Door Alex Rosaria
Mocht u nog twijfelen, bestaan haat, racisme en discriminatie echt op Curaçao. Na de laatste uitval van een radiopersoon en vader van de Gevolmachtigde minister (GevMin) dat Nazis meer Nederlanders hadden moeten afmaken omdat een Europees Nederlandse journalist zich kritisch had geuit richting zijn zoon, dacht ik: moet ik nu lachen om deze onzin? Maar na de zoveelste haatspraak tegen buitenlanders, de LGBTQ+, Aziaten, Joden, om maar enkelen te noemen, is het lachen me allang vergaan.

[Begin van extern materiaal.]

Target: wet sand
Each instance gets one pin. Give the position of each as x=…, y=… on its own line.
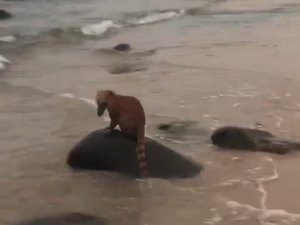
x=215, y=70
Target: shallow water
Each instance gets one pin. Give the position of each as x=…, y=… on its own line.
x=215, y=63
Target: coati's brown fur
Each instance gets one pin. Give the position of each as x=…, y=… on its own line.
x=128, y=113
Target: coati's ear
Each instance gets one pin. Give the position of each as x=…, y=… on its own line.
x=100, y=97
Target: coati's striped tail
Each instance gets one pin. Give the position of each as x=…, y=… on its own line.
x=141, y=153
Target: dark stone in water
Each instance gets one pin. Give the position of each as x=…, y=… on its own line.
x=112, y=151
x=122, y=47
x=4, y=14
x=252, y=139
x=66, y=219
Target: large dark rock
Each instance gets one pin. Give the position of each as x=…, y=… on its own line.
x=252, y=139
x=66, y=219
x=112, y=151
x=4, y=14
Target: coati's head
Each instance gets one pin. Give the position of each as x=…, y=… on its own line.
x=102, y=98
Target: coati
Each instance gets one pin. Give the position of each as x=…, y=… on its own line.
x=128, y=113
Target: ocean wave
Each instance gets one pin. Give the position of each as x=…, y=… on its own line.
x=99, y=28
x=8, y=39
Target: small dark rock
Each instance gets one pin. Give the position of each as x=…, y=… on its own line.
x=74, y=218
x=122, y=47
x=238, y=138
x=112, y=151
x=252, y=139
x=4, y=14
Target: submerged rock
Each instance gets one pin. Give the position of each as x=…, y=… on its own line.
x=252, y=139
x=183, y=131
x=4, y=14
x=112, y=151
x=65, y=219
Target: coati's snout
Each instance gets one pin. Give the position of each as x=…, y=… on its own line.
x=101, y=108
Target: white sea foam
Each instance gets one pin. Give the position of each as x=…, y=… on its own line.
x=157, y=17
x=99, y=28
x=264, y=215
x=7, y=39
x=91, y=102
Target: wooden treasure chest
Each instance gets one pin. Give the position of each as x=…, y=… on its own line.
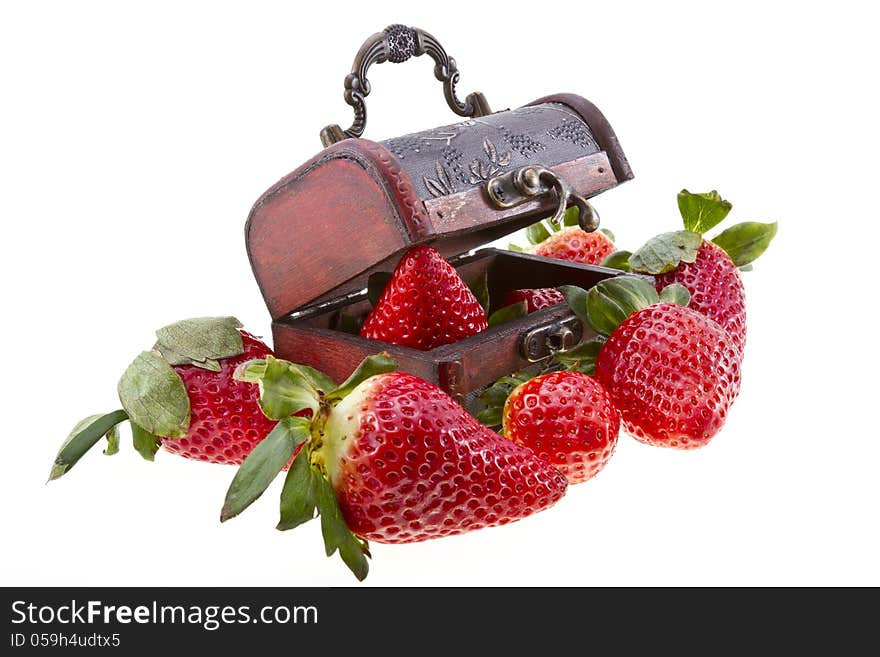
x=315, y=237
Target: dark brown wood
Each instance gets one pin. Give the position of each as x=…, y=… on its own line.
x=461, y=368
x=315, y=237
x=468, y=210
x=602, y=130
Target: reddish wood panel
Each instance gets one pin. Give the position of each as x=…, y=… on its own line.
x=338, y=354
x=458, y=368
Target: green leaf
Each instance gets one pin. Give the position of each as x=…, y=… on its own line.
x=702, y=212
x=82, y=438
x=201, y=341
x=479, y=286
x=617, y=260
x=611, y=301
x=571, y=217
x=745, y=242
x=376, y=285
x=154, y=396
x=576, y=298
x=663, y=253
x=112, y=441
x=369, y=366
x=337, y=535
x=263, y=464
x=675, y=293
x=285, y=388
x=581, y=358
x=299, y=497
x=316, y=378
x=508, y=313
x=144, y=442
x=537, y=233
x=253, y=371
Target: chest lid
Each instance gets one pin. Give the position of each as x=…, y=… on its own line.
x=358, y=205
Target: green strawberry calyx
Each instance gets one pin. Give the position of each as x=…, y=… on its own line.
x=700, y=213
x=605, y=306
x=495, y=396
x=153, y=397
x=289, y=391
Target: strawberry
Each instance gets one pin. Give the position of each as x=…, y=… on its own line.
x=389, y=458
x=671, y=371
x=182, y=395
x=569, y=241
x=576, y=245
x=425, y=304
x=567, y=419
x=708, y=269
x=535, y=299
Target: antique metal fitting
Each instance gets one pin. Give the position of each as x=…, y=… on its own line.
x=544, y=341
x=397, y=43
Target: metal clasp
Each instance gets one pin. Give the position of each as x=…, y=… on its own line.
x=544, y=341
x=521, y=185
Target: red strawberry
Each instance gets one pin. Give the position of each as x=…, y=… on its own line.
x=708, y=269
x=671, y=372
x=716, y=289
x=576, y=245
x=425, y=304
x=182, y=395
x=394, y=459
x=225, y=417
x=535, y=299
x=567, y=419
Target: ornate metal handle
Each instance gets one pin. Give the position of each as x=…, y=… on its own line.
x=521, y=185
x=397, y=43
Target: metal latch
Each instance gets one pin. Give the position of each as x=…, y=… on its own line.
x=544, y=341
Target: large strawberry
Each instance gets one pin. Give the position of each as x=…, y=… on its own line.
x=567, y=419
x=671, y=372
x=389, y=457
x=708, y=269
x=534, y=298
x=425, y=304
x=182, y=395
x=569, y=241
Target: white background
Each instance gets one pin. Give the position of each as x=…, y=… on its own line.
x=136, y=137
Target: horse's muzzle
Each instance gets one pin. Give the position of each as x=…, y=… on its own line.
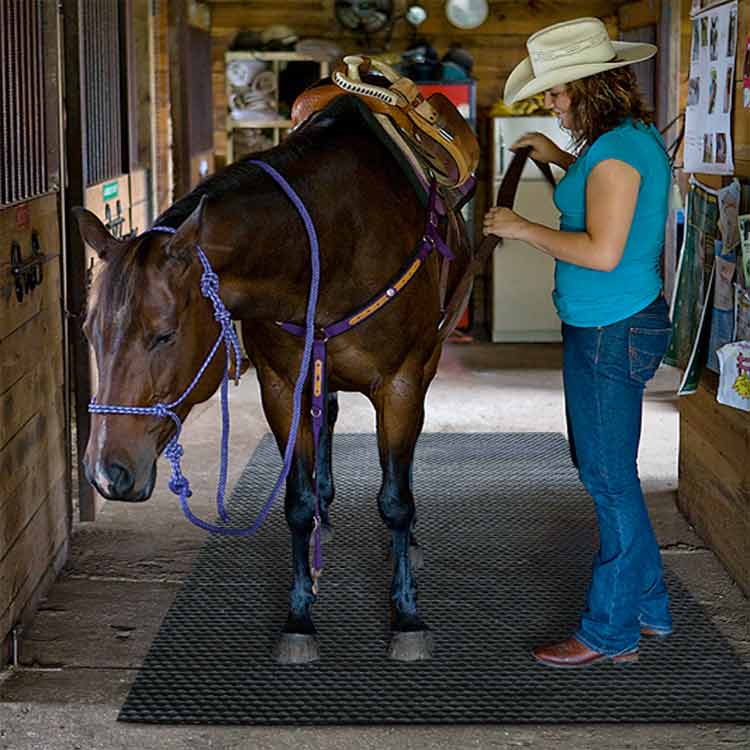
x=117, y=482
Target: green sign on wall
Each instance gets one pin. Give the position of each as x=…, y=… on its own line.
x=109, y=191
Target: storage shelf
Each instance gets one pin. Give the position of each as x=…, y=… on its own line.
x=272, y=56
x=276, y=61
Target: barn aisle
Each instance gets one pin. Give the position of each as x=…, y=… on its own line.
x=93, y=631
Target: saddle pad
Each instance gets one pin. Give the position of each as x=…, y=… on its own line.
x=507, y=532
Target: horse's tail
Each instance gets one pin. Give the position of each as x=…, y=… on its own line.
x=506, y=196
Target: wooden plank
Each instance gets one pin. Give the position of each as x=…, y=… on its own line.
x=43, y=220
x=741, y=120
x=636, y=15
x=20, y=507
x=28, y=448
x=28, y=599
x=21, y=402
x=712, y=511
x=714, y=476
x=75, y=302
x=178, y=95
x=23, y=566
x=138, y=186
x=506, y=17
x=197, y=161
x=26, y=346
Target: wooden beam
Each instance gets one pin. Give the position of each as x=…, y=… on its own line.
x=75, y=146
x=636, y=15
x=178, y=49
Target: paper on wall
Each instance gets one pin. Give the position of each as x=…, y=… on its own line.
x=708, y=115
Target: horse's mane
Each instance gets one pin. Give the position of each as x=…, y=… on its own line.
x=118, y=282
x=242, y=175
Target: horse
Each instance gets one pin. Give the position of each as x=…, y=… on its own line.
x=150, y=329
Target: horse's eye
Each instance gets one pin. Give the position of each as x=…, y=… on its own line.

Hoe zou vaderlief het hebben gevonden als die jounalist had gesuggereerd dat de bemanning op een van de slavenschepen vanuit Afrika naar ons eiland, de voorouders van de GevMin had moeten omkieperen in de Atlantische Oceaan? Waarschijnlijk hadden dan minder mensen hun schouders opgehaald. Dan zou het een witte aanval zijn geweest op zwarten. Want wat me hier opvalt is dat sommigen ervan uitgaan dat racisme een éenrichtingsverkeer is. Dat is niet het geval. Haatspraak is niet beperkt tot één ras, geslacht of religieuze instelling.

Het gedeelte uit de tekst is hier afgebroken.